BOZ: BU YASA PİYASACI BİR ANLAYIŞININ ÜRÜNÜDÜR
Yasa teklifini eleştiren DEM Parti Muş Milletvekili Sümeyya Boz ise şunları söyledi:
"Sağlık; bir binaya, bir reçeteye, bir cihaz raporuna indirgenemez. Sağlık bir toplumun huzurudur, eşitliğidir, hakikatiyle barışıdır. Bu yasa teklifi ise toplumun değil sermayenin çıkarına hizmet eden, halkı müşteri, sağlık çalışanlarını ise performans puanı üreticisine dönüştüren piyasacı bir anlayışının ürünüdür. 20 yıldır sağlıkta dönüşüm adı altında yürüttüğü politikalarla halkın sağlığını değil sermayenin kazancını büyütmüştür bu iktidar. Şehir hastaneleri, kamu-özel iş birliği ve ortaklığı adı altında devlete ait olan kaynakların özel şirketlere nasıl aktarıldığını gördüğümüz devasa yapılar olarak karşımıza çıkmakta. Bu yapılar halkın cebinden çıkan milyarlarca lirayla yapılan ama halkın hiçbir şekilde faydalanamadığı, ulaşamadığı, hizmet göremediği bir yapı olmaktan öteye gidememiştir. Bugün kamu hastanelerinde randevu almak günler, bazı branşlarda ise aylar sürmekte hatta MR çektiremiyor yurttaşlar. Şöyle ifade edelim; MR randevusu geldiğinde hayatını çoktan kaybetmiş olan yurttaşlar var bu ülkede, bunu hatırlatalım bir kez daha. Birinci basamak hizmetleri çökme noktasında. Aile hekimleri artan bürokratik yük, kısa muayene süreleri, güvencesizlik ve performans baskısı altında ezilmekte, yurttaşlar ise beş dakikaya sığdırılan muayenelerle niteliksiz hizmete mahkûm ediliyor. Bu sistem ne sağlık emekçisini koruyabilir ne de hastayı sağ tutabilir."

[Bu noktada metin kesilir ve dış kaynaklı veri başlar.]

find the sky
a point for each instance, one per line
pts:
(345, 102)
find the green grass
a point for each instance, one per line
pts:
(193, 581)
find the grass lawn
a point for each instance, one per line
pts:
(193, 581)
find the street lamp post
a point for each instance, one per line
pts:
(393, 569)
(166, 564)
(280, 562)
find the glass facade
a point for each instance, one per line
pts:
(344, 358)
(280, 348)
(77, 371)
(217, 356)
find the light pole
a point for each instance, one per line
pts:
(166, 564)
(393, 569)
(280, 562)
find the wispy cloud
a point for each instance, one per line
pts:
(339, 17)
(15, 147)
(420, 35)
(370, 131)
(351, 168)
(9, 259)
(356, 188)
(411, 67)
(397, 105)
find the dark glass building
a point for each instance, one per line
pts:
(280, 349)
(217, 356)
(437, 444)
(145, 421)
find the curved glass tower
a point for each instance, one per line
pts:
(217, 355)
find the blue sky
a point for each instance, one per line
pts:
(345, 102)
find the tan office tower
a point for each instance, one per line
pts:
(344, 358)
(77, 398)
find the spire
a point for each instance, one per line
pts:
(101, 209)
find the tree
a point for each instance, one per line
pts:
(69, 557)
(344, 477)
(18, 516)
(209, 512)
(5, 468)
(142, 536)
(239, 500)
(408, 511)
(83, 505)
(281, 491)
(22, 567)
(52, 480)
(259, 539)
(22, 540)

PALA: SAĞLIK HİZMETLERİNE ERİŞİMLE İLGİLİ HİÇBİR YAKLAŞIM SÖZ KONUSU DEĞİL
Bu teklifin 'Yenidoğan çetesi' gibi çeteleri yaratan sorunları gidermediğine dikkat çeken CHP Bursa Milletvekili Kayıhan Pala ise, teklife ilişkin şunları söyledi:
"Bu kanun teklifi Türkiye'deki sağlık ihtiyaçlarına yanıt vermekten çok uzak. Bu kanun teklifinde kamuoyunda Yenidoğan çetesi olarak bilinen çeteye giden yoldaki sorunları aşmak için hiçbir teklif önerisi yok. Örneğin, yenidoğan yoğun bakımlarında enfeksiyon önlemleri ve antibiyotik kullanımına uygunluk söz konusu olduğunda özel sektördeki hastanelerde bu uygunluk oranı yüzde 23 olarak bulunmuş. Bir başka deyişle her 4 hastanenin 3'ünde yenidoğan yoğun bakımlarında enfeksiyona uygunluk yok, Sağlık Bakanlığının bulgusu. Basit soru şu; bu saptamayı yaptınız, bunu önlemek için şimdi ne yapıyorsunuz? Önümüzdeki kanun teklifinde bununla ilgili hiçbir madde yok.

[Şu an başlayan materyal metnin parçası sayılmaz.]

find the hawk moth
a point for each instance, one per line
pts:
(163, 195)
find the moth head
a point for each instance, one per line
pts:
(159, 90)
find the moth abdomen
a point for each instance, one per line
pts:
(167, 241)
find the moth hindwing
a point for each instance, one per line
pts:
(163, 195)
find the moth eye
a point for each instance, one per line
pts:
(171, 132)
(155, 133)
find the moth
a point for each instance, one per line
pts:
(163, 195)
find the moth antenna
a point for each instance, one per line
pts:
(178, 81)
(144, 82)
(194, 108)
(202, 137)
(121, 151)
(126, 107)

Bu kanun teklifinde ne sağlık çalışanlarının özlük haklarına ilişkin bir düzenleme var ne de birinci basamakta çalışan meslektaşlarımızın kendilerini güvende hissedebileceği bir düzenleme var. Biliyorsunuz, şu anda aile sağlığı merkezlerinde adlarına 'grup elemanı' denen sağlık çalışanları tamamen güvencesiz, tamamen özlük hakları olmadan ve çok ciddi maddi yoksunluklarla çalışmak zorunda bırakılıyorlar. Oysa birinci basamak, Sağlık Bakanlığının en fazla desteklemesi gereken yerlerden bir tanesidir. Bir yandan önümüzde bir sağlık kanun teklifi var ama öte yandan, sağlık hizmetlerine erişimle ilgili sorunları çözecek hiçbir yaklaşım söz konusu değil. Uzun uzun randevu alınamamasına ilişkin bir konuşma yapmayacağım, bütün bölge milletvekilleri zaten bunları bir dakikalarda dile getiriyorlar. Ama şu andan itibaren birçok hastanedeki bazı özel tetkikler, ultrason tetkikleri de dâhil olmak üzere, bir sonraki yıla verilmeye başlandı randevular. Gerçekten, bir kanser hastasının yerine kendinizi koyun, bu kabul edilebilir mi?"
Pala, son olarak, "Kenevirin tıbbi kenevir olmak dışında ciddi bir şekilde kapsamının genişletilmesi kabul edilemez. Tıbbi kenevirle ilgili düzenleme zaten var. Burada yapılan, kenevirin esrara dönüşmesine yol açabilecek bir düzenlemenin hayata geçirilmesidir ki Türkiye'deki bağımlıların yüzde 80'inden fazlasının esrar bağımlısı olduğu bilindiği için bu madde asla kabul edilemez, hemen geri çekilmelidir" ifadelerine yer verdi:
KARAOBA: ESRARIN DA KULLANIMINI BU TOPLUMA SİZ NASİP EDECEKSİNİZ GİBİ GÖRÜNÜYOR
CHP Uşak milletvekili Ali Karaoba ise, kenevirden elde edilen çeşitli ürünlerin eczanelerde satışının önünü açacak maddeye ilişkin, "'Her şey bize nasip oldu' diye söylüyorsunuz ya, esrarın da kullanımını bu topluma siz nasip edeceksiniz gibi görünüyor. Türkiye Psikiyatri Derneğinin fikrini almadan, Türk Tabipleri Birliğinin çekincelerini dinlemeden 9'uncu maddeyi geçirmek tarihte AK Parti ile esrarın birlikte anılması anlamına gelecektir" dedi.